Chicago Mayor Brandon Johnson has introduced a new tax proposal targeting major social media companies as part of his effort to address the city’s growing budget deficit. The plan, called the Social Media Amusement & Responsibility Tax (SMART tax), would levy a 50-cent per user, per month fee on platforms such as Facebook and X.
Johnson said the measure is projected to generate $31 million annually, which would be dedicated to expanding mental health services across the city.
“For far too long, we have allowed social media companies to collect our data and sell it for profit. They’ve implemented more and more aggressive strategies to get Chicagoans addicted to their apps,” Johnson said in a statement. “As a result, we have seen significantly higher trends of depression, anxiety, and mental illness – especially in our young people. This has become a serious public health issue… And just like we tax other addictive vices that are bad for our health, like nicotine and tobacco, it is far past time we treat social media companies the same way.”
The mayor described the tax as the first of its kind in the nation, adding that revenue would support the city’s free mental health clinics and crisis response teams.
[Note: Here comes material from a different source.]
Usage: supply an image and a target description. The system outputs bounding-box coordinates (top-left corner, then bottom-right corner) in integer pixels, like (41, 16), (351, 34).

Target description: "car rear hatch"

Legal Concerns Surrounding the Proposal
Legal experts have raised doubts about whether the SMART tax could survive a court challenge. Recent U.S. Supreme Court rulings have reinforced First Amendment protections for social media platforms, recognizing them as having editorial discretion similar to news outlets. Additionally, federal law — the Permanent Internet Tax Freedom Act of 2016 — prohibits discriminatory taxation on electronic commerce.
Other attempts to impose special taxes on digital platforms have faced setbacks. Maryland’s digital advertising tax, for example, was struck down in court.
Economic and Fiscal Context
Chicago residents already face one of the highest combined sales tax rates in the country at 10.50 percent, surpassing major cities like Seattle. Illinois also ranks among the states with the highest property taxes nationwide.
Local policy organizations report that Chicago’s business climate has declined for nearly two years, raising concerns that another targeted tax could further strain the city’s economic competitiveness.
Johnson has previously pushed for increased corporate employee head taxes, but those proposals were rejected by city officials. Critics argue that while the administration continues to pursue new revenue streams, there has been little emphasis on reducing municipal spending as an alternative approach to stabilizing city finances.